Springer cleared to resume baseball activities

No timetable yet for Astros outfielder's return following right wrist fracture

Springer cleared to resume baseball activities

HOUSTON -- On Friday, six weeks and two days after his right wrist was fractured when he was hit by a pitch, outfielder George Springer was cleared by doctors to resume baseball activities.

Springer, who was hitting .264 with 13 homers when he went on the disabled list on July 2, said there is no timetable for a rehab assignment or a possible return to the Astros' outfield, but the news was nonetheless welcome.

"I didn't really know what to do, to be honest with you," Springer said of his reaction when he was cleared. "I prepared myself for 'no' and 'yes' and I got told yes. It was kind of a relief. It's been hard these last six weeks to not be able to play or go out there with these guys, but I'm almost there."

Springer, who was not wearing a cast when he spoke to reporters on Friday, said a removable cast will still be necessary at times and that he'd probably wear protective padding on his wrist.

General manager Jeff Luhnow spoke with doctors after Springer's appointment and learned that Springer's progress exceeded the Astros' expectations.

"His charisma and the other elements of his personality that help in the clubhouse and dugout are still there," Luhnow said. "But we miss the player George Springer on the field. Normally, [being on the DL is] a time of frustration, and it's hard for a player not to express his frustration outwardly. But George did everything he could do to help his teammates while he was not able to play on the field. That's all you can ask, and for that [from] a second-year guy is impressive."

Manager A.J. Hinch was anxious before Springer's appointment, but the news gives both him and his training staff a clearer plan of action.

"To get the news that we can start to progress him is the best news we could get," Hinch said. "Moving forward we're going to be more aggressive in some baseball activities. He's going to throw, eventually he'll pick up a bat, he'll start to move around a little bit and feel like a baseball player again.

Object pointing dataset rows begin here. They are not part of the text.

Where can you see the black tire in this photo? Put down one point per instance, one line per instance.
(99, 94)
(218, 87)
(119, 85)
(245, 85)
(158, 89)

Until we take baby steps toward baseball activity, we're not sure what or how quickly it's going to come about."

Hinch shied away from making any declarations or timetables for when Springer could begin swinging a bat, but he did indicate that throwing would start right away. Springer had been running and doing other cardiovascular work in the few weeks leading up to the appointment.

Springer kept the same cautious demeanor as his manager when asked about a possible September return.

"I would say I have to stick with what I'm told to do," Springer said. "I'm obviously hopeful to be back as soon as I can. It's exciting to have a shot at getting to go out and compete with these guys. It's been hard not tp, and hopefully soon I'll be out there again."

Chandler Rome is an associate reporter for MLB.com. This story was not subject to the approval of Major League Baseball or its clubs.